Eléments du Bataillon d’intervention rapide (Bir), de la gendarmerie nationale, de la police et des gardes pénitenciers déployés à Yaoundé, hier, pour empêcher aux citoyens d’acclamer le prévenu.
Par Fatima Issa
« Si Paul Biya a fait venir le Bir pour nous empêcher d’applaudir notre président Marafa, il va seulement mourir de crise cardiaque ; nous sommes derrière toi, prési, ils ne peuvent rien contre toi, Marafa, président ! Marafa, président !» C’est dans cette ambiance surchauffée que Marafa Hamidou Yaya quitte le tribunal de grande instance du Mfoundi, à Yaoundé, ce mardi 24 juillet 2012. Il est un peu plus de 15 h 30. Le prévenu emprunte la sortie arrière du tribunal, sous forte escorte.
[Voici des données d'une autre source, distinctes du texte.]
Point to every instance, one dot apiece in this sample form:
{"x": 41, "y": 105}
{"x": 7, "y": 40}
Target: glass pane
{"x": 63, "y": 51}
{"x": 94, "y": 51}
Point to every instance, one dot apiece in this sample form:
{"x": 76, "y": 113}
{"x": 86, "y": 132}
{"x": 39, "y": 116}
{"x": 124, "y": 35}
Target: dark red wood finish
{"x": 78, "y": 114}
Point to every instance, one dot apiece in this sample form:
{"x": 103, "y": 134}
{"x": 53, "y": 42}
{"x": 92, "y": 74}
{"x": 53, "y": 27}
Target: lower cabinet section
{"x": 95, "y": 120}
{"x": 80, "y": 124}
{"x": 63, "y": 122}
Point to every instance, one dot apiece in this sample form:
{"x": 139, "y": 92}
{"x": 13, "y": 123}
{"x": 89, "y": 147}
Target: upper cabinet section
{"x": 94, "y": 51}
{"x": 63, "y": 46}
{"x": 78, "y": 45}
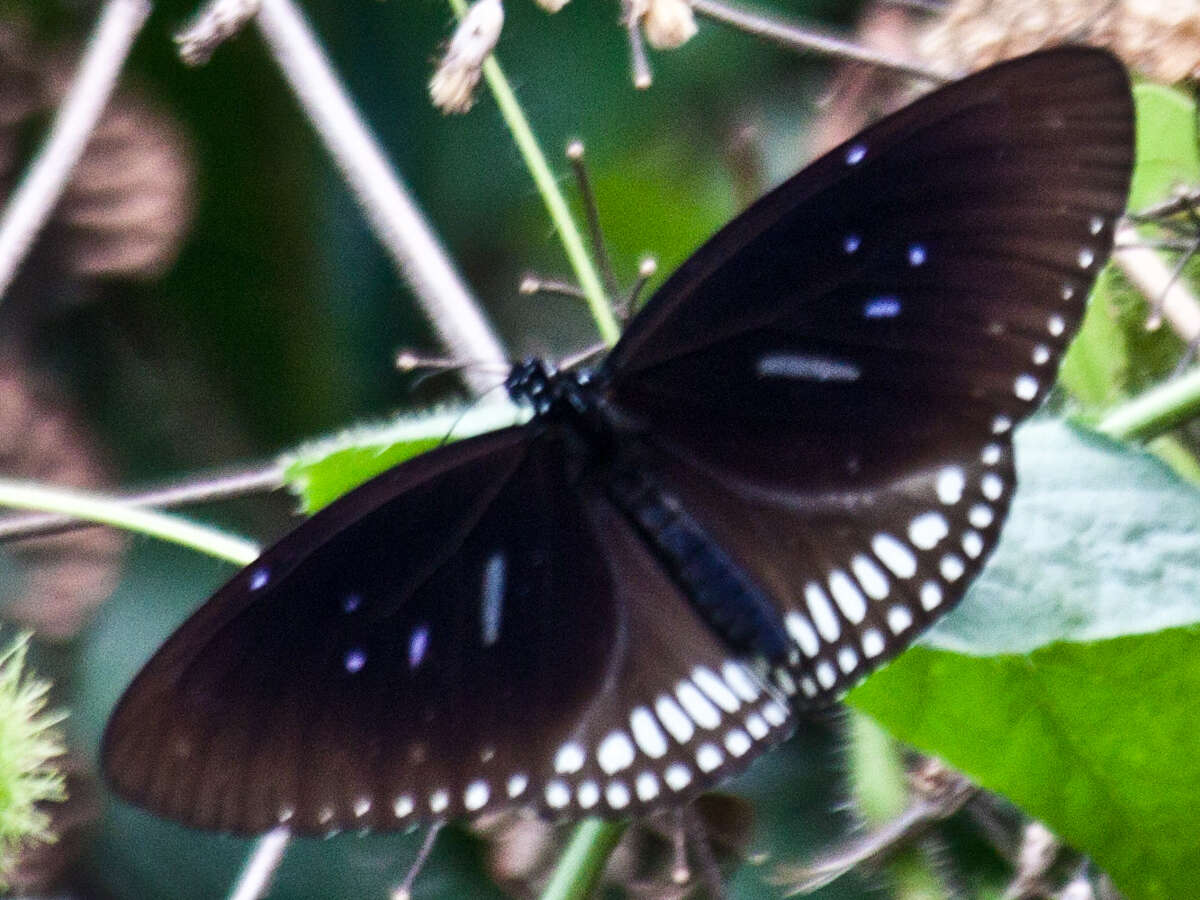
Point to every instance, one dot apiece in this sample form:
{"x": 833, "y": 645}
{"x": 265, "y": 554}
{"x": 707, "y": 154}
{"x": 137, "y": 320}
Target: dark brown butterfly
{"x": 797, "y": 457}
Les forces de l’ordre le dissimulent pour lui éviter de prendre un bain de foule comme c’était le cas lors de son audience précédente. Alors qu’une autre foule compacte attend de voir son « héros » à la sortie principale, les grilles du tribunal restent désespérément fermées. Dans la cours du Tgi, les « chanceux » qui ont réussi à se frayer un chemin à l’intérieur aperçoivent Marafa Hamidou Yaya. Du coup, ils se mettent sur ses traces en clamant à l’unisson « Marafa, président ! Marafa, président ! ». Sous le regard médusé des forces de police qui assistent au spectacle, impuissants.
Marafa fait courir…
Ce mardi 24 juillet 2012, le tribunal de grande instance du Mfoundi à Yaoundé est pris d’assaut par une foule de citoyens venus d’horizons divers et de toutes les couches sociales. Il est à peine 8 h lorsque les premières personnes regagnent le tribunal. Elles veulent surtout vivre en direct le procès qui oppose l’ancien ministre de l’Administration territoriale et de la Décentralisation (Minadt), Marafa Hamidou Yaya, l’ancien administrateur de la Camair, Yves Michel Fotso et Cie, à l’Etat du Cameroun dans le cadre de l’acquisition d’un avion présidentiel. Aux environs de 9h, la salle d’audience est pleine à craquer. Les membres des familles des prévenus occupent, pour la plupart, les premières loges du tribunal. On y voit également des travailleurs qui ont délaissé leurs lieux de travail. A l’extérieur, des sympathisants de l’ex Minadt donnent de la voix. «Qu’est-ce que vous croyez, le président {Marafa, Ndlr} sera debout », scande Alfaki, qui dit être venu de Garoua pour suivre le procès. Face aux gardiens de prison qui ont redoublé d’ardeur, il faut montrer patte blanche. Au fur et à mesure que le soleil monte dans le ciel, des curieux se déploient aux encablures de l’école publique du Centre.
Routes barricadées
Aux environs de 10h, la circulation devant le tribunal de grande instance du Mfoundi devient presqu’impossible. Déployés par la Dgsn, les policiers responsables de la circulation imposent le sens unique. Seuls les véhicules en provenance de la Sonel Centrale peuvent monter. Ceux en partance du ministère des Finances sont obligés de dévier vers la Camtel. Dans ce climat de sécurité poussée, les visages sont graves. Accroupis ou accrochés aux grilles du tribunal, les curieux sont contraints de se déplacer pour regarder le spectacle de l’autre côté de la chaussée. Le personnel du tribunal, les avocats et autres personnes proches du dossier stationnent leurs véhicules à l’extérieur.
Paul Biya ignoré
Devant les différentes entrées de la salle d’audience des éléments du Bir aux visages cagoulés épient les mouvements des citoyens. Aux encablures du tribunal de grande instance du Mfoundi, la circulation a été bloquée. Dans le même temps, le chemin qui mène le chef de l’Etat Paul Biya au sommet de la Cemac, à Brazzaville, lui, reste dégagé. «Voici le peuple qui acclame un prisonnier ici et ignore même que son chef passe à deux doigt d’ici, il faut lire les signes du temps, la pagne doit résolument être tournée», avance un observateur présent au procès.